Ve Âhirette Hamd ona mahsustur..

Âhirette de..Hamd ona mahsustur. 43:26 

Bunun 2 şekli var..

Bize göre daha Âhiret gerçekleşmedi..

Zaman çizelgesi olarak söyleniyor..

Âhiret aslında şuan var.. “gayb” olarak..

Cennet yok mu şu an ??

Var..

Ama biz Âhirette göreceğiz..Ama var..

Yaklaştırlıdığı vakit diyor..

Bknz.Aşağıdaki Âyete


81-Tekvir suresi 13. ayet (Genel: 81 – İniş: 7 – Alfbetik: 76)

وَاِذَا الْجَنَّةُ اُزْلِفَتْ

Ve izel cennetu uzlifet.

Ve Cennet yaklaştırıldığı vakit


En azından şundan biliyoruz..

Biz oradaydık Âdemle beraber..

İndirildik..yok mu oldu cennet ? orada var..

Şuan ki değerlerle de Âhiret var..

Âhireti değerlerle ALLAH’a Hamd etmeliyiz..

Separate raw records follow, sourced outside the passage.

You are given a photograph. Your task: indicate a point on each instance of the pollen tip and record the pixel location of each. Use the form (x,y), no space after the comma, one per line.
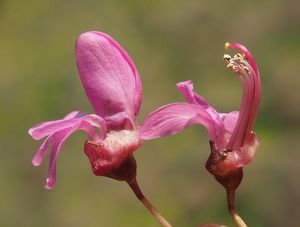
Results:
(227,45)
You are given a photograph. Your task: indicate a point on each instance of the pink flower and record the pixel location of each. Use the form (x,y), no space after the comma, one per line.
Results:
(114,89)
(233,143)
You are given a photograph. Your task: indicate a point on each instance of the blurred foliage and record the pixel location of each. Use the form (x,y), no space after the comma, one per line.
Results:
(170,41)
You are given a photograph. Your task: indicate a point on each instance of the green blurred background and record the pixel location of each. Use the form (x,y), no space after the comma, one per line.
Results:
(170,41)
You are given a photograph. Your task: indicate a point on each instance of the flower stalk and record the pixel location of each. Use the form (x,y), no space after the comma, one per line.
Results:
(137,191)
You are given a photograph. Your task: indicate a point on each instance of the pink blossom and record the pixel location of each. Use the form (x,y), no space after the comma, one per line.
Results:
(113,87)
(233,143)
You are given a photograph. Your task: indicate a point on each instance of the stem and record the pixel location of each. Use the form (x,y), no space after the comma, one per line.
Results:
(231,204)
(137,191)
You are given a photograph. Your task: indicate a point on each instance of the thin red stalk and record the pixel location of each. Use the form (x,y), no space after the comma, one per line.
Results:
(137,191)
(231,208)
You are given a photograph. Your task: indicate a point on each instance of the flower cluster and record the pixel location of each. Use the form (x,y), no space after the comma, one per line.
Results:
(113,87)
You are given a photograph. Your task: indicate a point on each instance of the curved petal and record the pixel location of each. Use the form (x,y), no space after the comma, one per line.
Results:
(187,90)
(108,74)
(58,131)
(174,118)
(47,128)
(229,120)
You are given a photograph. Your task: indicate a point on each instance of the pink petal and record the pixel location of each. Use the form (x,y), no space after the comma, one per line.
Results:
(174,118)
(47,128)
(229,120)
(58,140)
(58,131)
(186,88)
(108,75)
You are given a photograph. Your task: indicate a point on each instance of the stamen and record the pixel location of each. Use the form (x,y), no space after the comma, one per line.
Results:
(237,64)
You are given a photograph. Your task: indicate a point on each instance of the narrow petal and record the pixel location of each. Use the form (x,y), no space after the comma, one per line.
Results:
(47,128)
(108,74)
(174,118)
(229,120)
(58,140)
(187,90)
(58,131)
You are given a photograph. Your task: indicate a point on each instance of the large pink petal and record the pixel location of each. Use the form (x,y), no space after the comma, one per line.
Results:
(108,74)
(173,118)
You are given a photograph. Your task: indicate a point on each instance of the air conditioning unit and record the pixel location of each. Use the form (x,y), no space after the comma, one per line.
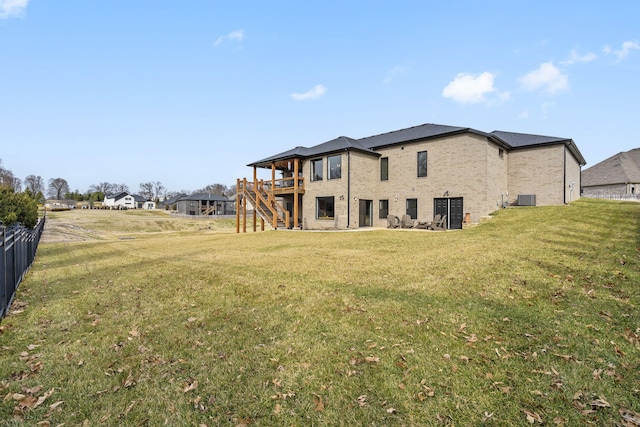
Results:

Ama burada ki anlamıyla biraz farklı..

Ve diyor ki ;

ve huvel hakîmul habîr(habîru)

O Hikmet sahibidir, O Habîrdir..


Biraz devam edeyim… bununla beraber toplayacağım..


Sebe Sûresi 2. Âyet

يَعْلَمُ مَا يَلِجُ فِي الْأَرْضِ وَمَا يَخْرُجُ مِنْهَا وَمَا يَنزِلُ مِنَ السَّمَاء وَمَا يَعْرُجُ فِيهَا وَهُوَ الرَّحِيمُ الْغَفُورُ

Ya’lemu mâ yelicu fîl ardı ve mâ yahrucu minhâ ve mâ yenzilu mines semâi ve mâ yarucu fîhâ, ve huver rahîmul gafûru

O, yere gireni de, yerden çıkanı da, gökten ineni de, göğe yükseleni de bilir. O çok bağışlayan, çok merhamet edendir.

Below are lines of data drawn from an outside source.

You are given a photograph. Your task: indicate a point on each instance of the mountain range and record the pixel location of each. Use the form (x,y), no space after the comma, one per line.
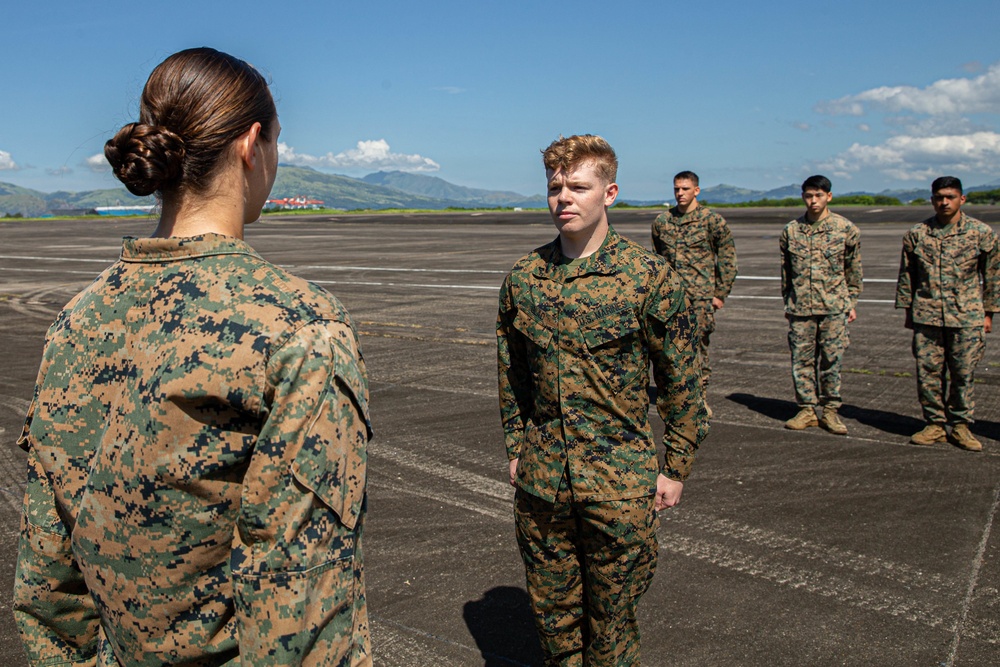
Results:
(383,189)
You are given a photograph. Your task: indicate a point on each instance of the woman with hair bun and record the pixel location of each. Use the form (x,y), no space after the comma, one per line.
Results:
(197,438)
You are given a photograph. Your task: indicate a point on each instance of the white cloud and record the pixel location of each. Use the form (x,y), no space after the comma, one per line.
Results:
(908,157)
(947,96)
(367,156)
(7,162)
(97,163)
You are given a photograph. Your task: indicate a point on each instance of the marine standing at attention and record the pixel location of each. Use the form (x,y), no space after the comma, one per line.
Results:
(949,284)
(697,244)
(820,285)
(580,318)
(197,438)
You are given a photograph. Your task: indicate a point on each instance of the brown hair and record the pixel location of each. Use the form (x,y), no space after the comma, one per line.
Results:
(194,105)
(570,152)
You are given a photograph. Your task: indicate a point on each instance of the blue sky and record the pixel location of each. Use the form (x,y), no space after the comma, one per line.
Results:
(873,94)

O yere giren şeyi de bilir,yerden çıkan şeyi de bilir..Yani arz.. Arza giren çıkanı  ..Semayı da bilir ..Semaya ineni ,yükselen şeyide bilir…ve huver rahîmul gafûr(gafûru)…O Rahîmdir..O Gafûrdur..

Buradan ne anlıyoruz biz?!?!

Âhirette de Hamd O’nundur..derken..

Bir şekilde biz yeniden Âhirette dirildiğimizde.. 2. Sûr… 2. Sûra üflenildi..

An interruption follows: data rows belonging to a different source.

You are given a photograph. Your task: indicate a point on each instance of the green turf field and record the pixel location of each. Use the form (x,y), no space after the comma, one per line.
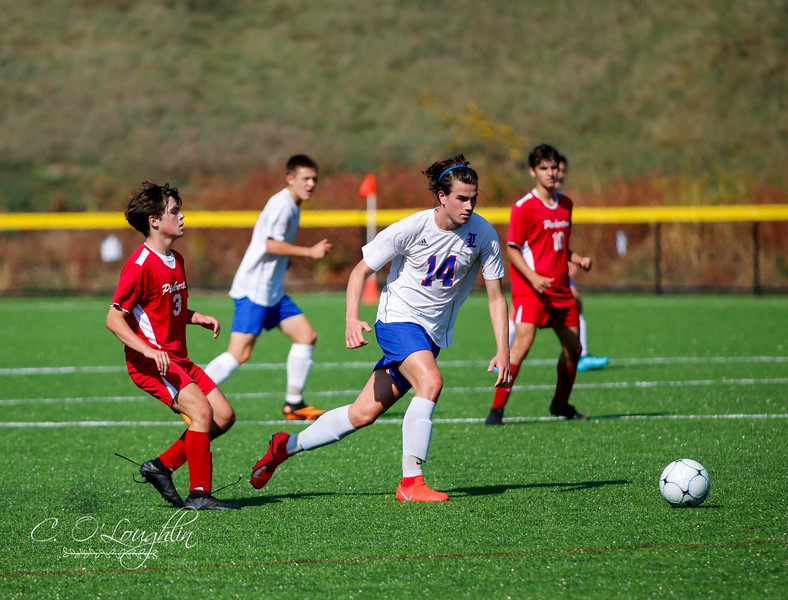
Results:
(540,508)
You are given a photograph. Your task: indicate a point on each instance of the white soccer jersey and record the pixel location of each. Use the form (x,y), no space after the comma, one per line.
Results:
(432,270)
(260,275)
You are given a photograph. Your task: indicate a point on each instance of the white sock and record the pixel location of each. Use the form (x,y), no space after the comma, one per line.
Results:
(583,336)
(416,434)
(221,367)
(299,361)
(330,427)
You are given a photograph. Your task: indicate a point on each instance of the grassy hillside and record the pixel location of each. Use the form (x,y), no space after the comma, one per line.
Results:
(95,95)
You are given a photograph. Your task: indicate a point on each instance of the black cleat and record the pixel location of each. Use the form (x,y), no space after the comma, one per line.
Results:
(566,410)
(160,477)
(495,417)
(198,501)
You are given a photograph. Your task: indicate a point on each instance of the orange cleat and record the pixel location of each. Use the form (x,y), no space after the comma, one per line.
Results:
(275,456)
(419,492)
(301,412)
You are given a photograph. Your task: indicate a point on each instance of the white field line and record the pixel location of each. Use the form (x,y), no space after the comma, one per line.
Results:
(67,370)
(277,423)
(351,393)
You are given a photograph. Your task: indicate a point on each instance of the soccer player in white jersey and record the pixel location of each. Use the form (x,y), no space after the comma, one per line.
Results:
(587,361)
(260,299)
(435,257)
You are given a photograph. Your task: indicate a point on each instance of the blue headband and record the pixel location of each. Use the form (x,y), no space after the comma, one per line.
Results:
(449,169)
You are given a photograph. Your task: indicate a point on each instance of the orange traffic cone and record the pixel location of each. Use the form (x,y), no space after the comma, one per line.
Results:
(370,295)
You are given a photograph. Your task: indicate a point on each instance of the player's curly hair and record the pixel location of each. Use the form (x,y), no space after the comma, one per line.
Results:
(149,201)
(442,174)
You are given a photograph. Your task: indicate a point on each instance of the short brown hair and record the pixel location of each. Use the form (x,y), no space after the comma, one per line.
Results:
(149,201)
(299,161)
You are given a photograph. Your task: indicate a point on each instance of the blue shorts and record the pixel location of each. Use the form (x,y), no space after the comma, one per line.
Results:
(398,341)
(253,318)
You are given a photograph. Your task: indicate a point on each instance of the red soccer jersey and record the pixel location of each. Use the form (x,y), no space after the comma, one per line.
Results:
(152,292)
(541,233)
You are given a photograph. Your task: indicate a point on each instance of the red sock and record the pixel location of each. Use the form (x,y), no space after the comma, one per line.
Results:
(198,455)
(502,394)
(175,455)
(565,381)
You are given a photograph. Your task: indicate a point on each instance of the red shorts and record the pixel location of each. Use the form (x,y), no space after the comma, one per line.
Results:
(546,312)
(166,388)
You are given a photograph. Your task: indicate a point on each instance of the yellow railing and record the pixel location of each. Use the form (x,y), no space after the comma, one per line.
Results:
(351,218)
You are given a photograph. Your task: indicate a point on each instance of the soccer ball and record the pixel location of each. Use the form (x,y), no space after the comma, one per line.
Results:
(684,482)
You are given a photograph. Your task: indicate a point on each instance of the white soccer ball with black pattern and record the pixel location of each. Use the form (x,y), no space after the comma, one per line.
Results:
(684,482)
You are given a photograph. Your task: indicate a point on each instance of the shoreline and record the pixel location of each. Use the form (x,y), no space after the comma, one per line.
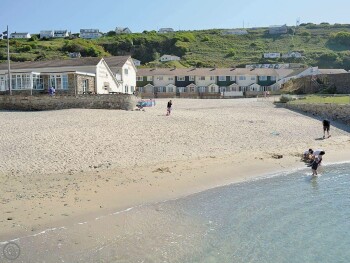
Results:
(260,172)
(69,166)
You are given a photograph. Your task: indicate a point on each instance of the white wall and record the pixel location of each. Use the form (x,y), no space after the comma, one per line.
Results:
(104,80)
(129,79)
(206,82)
(159,82)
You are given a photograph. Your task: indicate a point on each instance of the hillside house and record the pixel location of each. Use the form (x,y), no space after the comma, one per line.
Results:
(46,34)
(166,30)
(277,30)
(136,62)
(61,33)
(272,55)
(20,35)
(166,58)
(292,55)
(122,30)
(90,33)
(235,32)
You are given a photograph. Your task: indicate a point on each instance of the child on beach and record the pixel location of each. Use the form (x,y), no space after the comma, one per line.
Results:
(316,162)
(169,107)
(326,128)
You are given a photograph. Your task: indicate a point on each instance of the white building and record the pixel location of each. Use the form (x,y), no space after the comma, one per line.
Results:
(90,33)
(72,76)
(61,33)
(137,62)
(292,55)
(166,30)
(235,32)
(124,70)
(46,34)
(165,58)
(20,35)
(272,55)
(122,30)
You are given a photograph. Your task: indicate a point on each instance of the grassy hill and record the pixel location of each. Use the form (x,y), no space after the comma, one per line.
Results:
(323,45)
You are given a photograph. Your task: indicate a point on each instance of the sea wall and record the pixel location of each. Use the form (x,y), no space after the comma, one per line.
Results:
(340,112)
(57,102)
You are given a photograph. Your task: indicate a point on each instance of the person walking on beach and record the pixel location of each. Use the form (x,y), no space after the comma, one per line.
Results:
(326,127)
(169,107)
(317,161)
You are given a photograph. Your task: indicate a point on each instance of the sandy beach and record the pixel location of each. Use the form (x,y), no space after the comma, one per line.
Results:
(68,166)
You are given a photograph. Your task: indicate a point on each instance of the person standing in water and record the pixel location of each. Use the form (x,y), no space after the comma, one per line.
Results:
(326,128)
(170,104)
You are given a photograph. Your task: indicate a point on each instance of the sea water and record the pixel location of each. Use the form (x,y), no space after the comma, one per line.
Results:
(290,217)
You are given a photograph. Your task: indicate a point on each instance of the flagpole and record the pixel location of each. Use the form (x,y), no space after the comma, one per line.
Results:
(8,60)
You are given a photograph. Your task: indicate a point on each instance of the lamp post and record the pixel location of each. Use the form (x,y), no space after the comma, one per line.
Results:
(8,60)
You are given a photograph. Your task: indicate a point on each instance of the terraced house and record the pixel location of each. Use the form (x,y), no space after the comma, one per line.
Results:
(204,82)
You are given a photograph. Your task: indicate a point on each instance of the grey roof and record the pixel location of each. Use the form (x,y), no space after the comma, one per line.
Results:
(116,61)
(332,71)
(205,72)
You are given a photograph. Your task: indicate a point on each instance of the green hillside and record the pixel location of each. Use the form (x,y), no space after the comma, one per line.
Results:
(324,45)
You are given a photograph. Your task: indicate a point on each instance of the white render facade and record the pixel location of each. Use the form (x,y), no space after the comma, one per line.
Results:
(90,33)
(20,35)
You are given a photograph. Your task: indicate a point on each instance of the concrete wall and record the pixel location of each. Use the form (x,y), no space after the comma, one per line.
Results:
(329,111)
(45,102)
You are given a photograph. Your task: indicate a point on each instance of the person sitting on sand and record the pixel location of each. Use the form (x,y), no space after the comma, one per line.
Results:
(326,128)
(308,155)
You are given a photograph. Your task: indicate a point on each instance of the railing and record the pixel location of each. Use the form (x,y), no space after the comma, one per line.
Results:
(319,99)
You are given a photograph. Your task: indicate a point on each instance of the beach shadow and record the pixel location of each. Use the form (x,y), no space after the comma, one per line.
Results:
(319,139)
(336,123)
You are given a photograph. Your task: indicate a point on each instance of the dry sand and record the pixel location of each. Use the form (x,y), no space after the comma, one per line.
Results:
(72,165)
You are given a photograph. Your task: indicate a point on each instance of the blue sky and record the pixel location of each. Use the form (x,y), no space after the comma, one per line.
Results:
(35,15)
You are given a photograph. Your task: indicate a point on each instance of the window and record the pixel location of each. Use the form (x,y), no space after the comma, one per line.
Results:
(38,82)
(58,81)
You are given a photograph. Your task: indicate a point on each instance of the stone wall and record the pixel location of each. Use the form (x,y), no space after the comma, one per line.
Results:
(45,102)
(328,111)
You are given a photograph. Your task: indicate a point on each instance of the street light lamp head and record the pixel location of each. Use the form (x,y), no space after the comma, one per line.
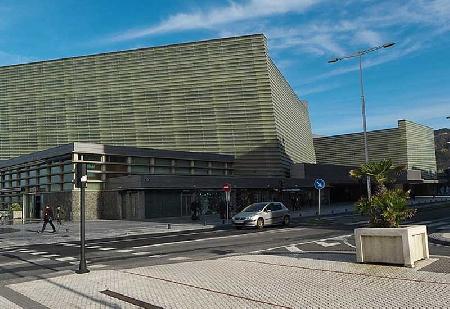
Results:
(333,60)
(387,45)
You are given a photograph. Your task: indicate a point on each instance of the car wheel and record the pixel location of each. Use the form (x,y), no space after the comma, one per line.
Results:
(260,223)
(286,220)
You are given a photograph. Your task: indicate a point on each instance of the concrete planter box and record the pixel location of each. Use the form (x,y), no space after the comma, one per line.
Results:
(17,214)
(403,245)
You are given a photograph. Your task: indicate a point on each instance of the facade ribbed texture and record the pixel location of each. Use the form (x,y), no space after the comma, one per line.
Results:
(211,96)
(292,121)
(410,145)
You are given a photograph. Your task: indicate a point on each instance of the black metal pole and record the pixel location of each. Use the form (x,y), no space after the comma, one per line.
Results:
(82,268)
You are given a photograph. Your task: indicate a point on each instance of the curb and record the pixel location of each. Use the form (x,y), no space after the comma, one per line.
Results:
(436,238)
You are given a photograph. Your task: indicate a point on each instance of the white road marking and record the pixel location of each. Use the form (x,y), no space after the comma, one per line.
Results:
(141,253)
(327,244)
(437,223)
(306,242)
(50,255)
(13,263)
(95,266)
(65,259)
(445,227)
(209,238)
(179,258)
(293,249)
(38,253)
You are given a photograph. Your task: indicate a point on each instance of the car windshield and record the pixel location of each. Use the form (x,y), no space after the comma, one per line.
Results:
(254,207)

Bütün mahlukat yeniden ne oldu???

Ba’s etti… Canlandı yani  Hayat buldu orada 45:05

Orada bizim ŞAHİT  olduklarımızda da , demek ki biz Hamd edeceğiz ….orada da..

“Aman Ya Rabbi nasıl bir sistem bu ?” 

Orada öyle şeylere ŞAHİT olacağız ki..

O ŞAHİT olacağımız şeyler bizi o kadar olağanüstü gelecek ki..

“Aman Ya Rabbi nasıl bir sistem bu ?”

Birde diyeceğiz ki ..

Aslında Aman Ya Rabbi farkında değilmişiz ama Yeryüzünde de nasıl bir sistem varmış..

Bunu nereden anlıyoruz..?

El Habîrden anlıyoruz..

El Habîr ne demek..

Herşeyden “haber”dar olan demektir..

Âhiretle ilgili burada niye  geliyor bu..

Âhirette de Hamd sahibidir..

Demek ki Biz ALLAH’ın El Habîr olduğunu ,aslında herşeyden Haberdar olduğunu ..

Âhirette karşımıza çıkacak sahnelerden de anlayacağız..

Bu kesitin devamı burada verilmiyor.